I had to chuckle at the whack-a-mole that pops up in the NYT’s discussion of Márquez’s leftism:
He contributed his prestige, time and money to left-wing causes. He helped finance a Venezuelan political party. He was a strong defender of the Sandinistas, the leftist revolutionaries who took power in Nicaragua.
For more than three decades the State Department denied Mr. García Márquez a visa to travel in the United States, supposedly because he had been a member of the Colombian Communist Party in the 1950s but almost certainly because of his continuing espousal of left-wing causes and his friendship with Mr. Castro. The ban was rescinded in 1995 after President Bill Clinton invited him to Martha’s Vineyard.
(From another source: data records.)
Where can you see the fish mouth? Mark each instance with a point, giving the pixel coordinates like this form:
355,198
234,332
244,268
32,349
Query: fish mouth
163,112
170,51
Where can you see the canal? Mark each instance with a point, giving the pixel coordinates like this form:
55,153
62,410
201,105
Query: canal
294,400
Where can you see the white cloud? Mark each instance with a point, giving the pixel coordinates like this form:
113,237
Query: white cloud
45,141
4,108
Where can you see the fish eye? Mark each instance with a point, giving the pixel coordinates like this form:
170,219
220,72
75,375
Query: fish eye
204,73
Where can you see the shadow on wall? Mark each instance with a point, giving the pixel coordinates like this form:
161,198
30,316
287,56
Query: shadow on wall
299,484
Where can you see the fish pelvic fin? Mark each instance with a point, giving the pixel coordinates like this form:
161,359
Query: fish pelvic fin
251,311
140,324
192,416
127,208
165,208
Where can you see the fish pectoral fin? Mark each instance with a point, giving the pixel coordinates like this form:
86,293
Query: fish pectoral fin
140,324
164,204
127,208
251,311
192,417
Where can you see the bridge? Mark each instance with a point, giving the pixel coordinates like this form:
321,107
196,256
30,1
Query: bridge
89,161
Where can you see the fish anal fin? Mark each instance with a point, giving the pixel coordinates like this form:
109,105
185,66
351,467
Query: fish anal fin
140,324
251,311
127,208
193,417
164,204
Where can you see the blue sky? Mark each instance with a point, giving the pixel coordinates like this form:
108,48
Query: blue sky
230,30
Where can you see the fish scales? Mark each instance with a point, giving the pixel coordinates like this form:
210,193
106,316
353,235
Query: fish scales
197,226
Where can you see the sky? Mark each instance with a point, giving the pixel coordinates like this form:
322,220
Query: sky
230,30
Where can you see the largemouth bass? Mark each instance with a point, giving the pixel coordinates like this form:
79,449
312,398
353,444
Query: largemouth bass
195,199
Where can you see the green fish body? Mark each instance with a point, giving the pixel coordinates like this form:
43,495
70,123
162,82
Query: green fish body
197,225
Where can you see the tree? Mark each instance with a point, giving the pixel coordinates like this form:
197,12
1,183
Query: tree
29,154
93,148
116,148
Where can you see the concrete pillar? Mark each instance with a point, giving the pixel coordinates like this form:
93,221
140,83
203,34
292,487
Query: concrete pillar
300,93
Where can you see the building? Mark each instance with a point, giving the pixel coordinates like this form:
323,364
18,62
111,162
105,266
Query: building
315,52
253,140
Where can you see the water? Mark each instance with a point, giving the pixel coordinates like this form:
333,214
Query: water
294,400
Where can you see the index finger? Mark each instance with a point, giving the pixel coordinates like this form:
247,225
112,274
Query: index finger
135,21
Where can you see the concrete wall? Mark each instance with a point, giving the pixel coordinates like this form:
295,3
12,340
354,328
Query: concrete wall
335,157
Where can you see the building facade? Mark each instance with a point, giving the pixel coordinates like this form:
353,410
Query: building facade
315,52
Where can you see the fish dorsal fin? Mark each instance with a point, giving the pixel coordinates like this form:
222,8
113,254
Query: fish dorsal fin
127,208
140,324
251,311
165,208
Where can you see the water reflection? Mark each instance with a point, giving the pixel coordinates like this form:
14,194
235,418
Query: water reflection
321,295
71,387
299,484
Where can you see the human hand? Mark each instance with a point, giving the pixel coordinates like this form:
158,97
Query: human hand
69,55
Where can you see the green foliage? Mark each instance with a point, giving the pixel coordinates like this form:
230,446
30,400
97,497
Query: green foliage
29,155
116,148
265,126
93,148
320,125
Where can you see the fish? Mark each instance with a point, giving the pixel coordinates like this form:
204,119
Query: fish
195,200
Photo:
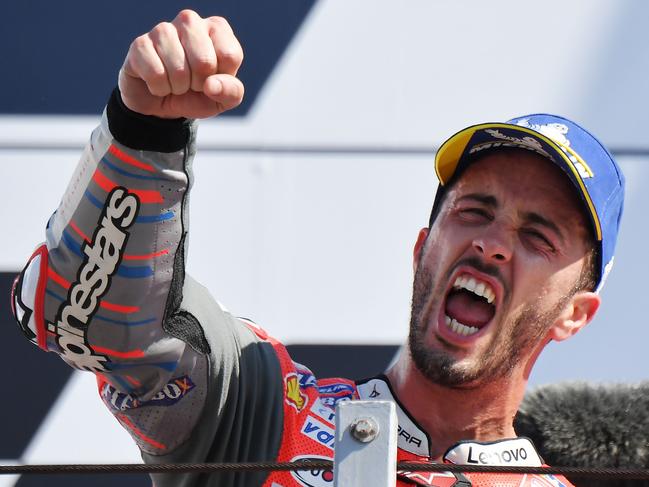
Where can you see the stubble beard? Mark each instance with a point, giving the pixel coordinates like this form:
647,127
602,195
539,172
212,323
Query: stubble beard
516,337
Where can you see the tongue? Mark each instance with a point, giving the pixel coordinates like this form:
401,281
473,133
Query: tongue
469,309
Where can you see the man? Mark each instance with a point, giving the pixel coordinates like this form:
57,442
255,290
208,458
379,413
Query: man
521,234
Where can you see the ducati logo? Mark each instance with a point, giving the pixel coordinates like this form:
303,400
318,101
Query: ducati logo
436,479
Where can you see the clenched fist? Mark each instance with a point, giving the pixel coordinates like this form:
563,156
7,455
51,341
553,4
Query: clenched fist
184,68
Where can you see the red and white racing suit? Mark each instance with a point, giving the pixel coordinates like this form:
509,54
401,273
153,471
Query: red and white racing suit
107,291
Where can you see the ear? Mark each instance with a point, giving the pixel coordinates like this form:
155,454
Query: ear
419,245
577,314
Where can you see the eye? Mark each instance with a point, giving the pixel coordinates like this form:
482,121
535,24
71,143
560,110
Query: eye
474,215
538,239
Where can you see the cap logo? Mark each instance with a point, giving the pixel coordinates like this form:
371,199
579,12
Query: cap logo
510,141
558,133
Mr. García Márquez’s ties to Mr. Castro troubled some intellectuals and human rights advocates. Susan Sontag wrote in the 1980s, “To me it’s scandalous that a writer of such enormous talent be a spokesperson for a government which has put more people in jail (proportionately to its population) than any other government in the world.”
Although the NYT obit doesn’t mention it, there was the famous 31-year feud between the leftist Márquez and the right-leaning Mario Vargas Llosa, which in its earliest stages led to Márquez getting a black eye.